# Naïve Bayes

What a fun name for a classifier, don't you think? :)

Naïve Bayes, simply put, refer to a family of algorithms that apply the Bayes' theorem with the _naïve_ assumption that all features are independent from each other (Hence the name). 

Although there are (very) rare situations where all features are independent, most of the time there are at least some degree of correlation between two or more of them. For instance, one could infer that an object that is a fruit, is red, has a somewhat round shape and grows in trees is most likely an apple. Why? Because each feature gives us more information about the others and that increases our confidence in the output. Nonetheless, Naïve Bayes algorithm make the strong assumption that in any instance this correlation occurs.

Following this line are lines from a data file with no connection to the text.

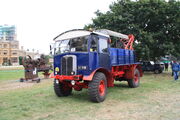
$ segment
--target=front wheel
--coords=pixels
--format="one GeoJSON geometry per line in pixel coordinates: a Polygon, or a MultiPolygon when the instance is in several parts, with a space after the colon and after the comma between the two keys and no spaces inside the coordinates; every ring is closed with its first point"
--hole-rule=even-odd
{"type": "Polygon", "coordinates": [[[72,87],[69,87],[68,83],[61,83],[54,79],[54,92],[58,97],[68,96],[72,93],[72,87]]]}
{"type": "Polygon", "coordinates": [[[107,94],[106,76],[101,72],[97,72],[88,85],[88,91],[93,102],[103,102],[107,94]]]}
{"type": "Polygon", "coordinates": [[[139,84],[140,84],[140,73],[139,73],[138,69],[135,69],[135,71],[134,71],[134,78],[128,80],[128,85],[131,88],[136,88],[136,87],[139,86],[139,84]]]}

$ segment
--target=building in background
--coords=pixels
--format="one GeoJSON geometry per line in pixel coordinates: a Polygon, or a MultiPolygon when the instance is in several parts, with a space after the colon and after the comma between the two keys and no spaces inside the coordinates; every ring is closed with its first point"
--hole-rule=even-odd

It doesn't sound like an accurate algorithm, right? Well, the thing is that in real life, despite this naïvety, it works really well and it also facilitates the computation __a lot__.

Bayes' Theorem gives us a way to calculate the probability of a piece of data belonging to a particular class, given our prior knowledge.

$$ P(class|data)=\frac{P(data|class)*P(class)}{P(data)} $$

It is somewhat confusing, but what this formula says is "The posterior probability of the class given the data is defined as the prior probability of that data given the class by the likelihood of the class divided by the evidence of the data". So much clearer now! (Fingers crossed)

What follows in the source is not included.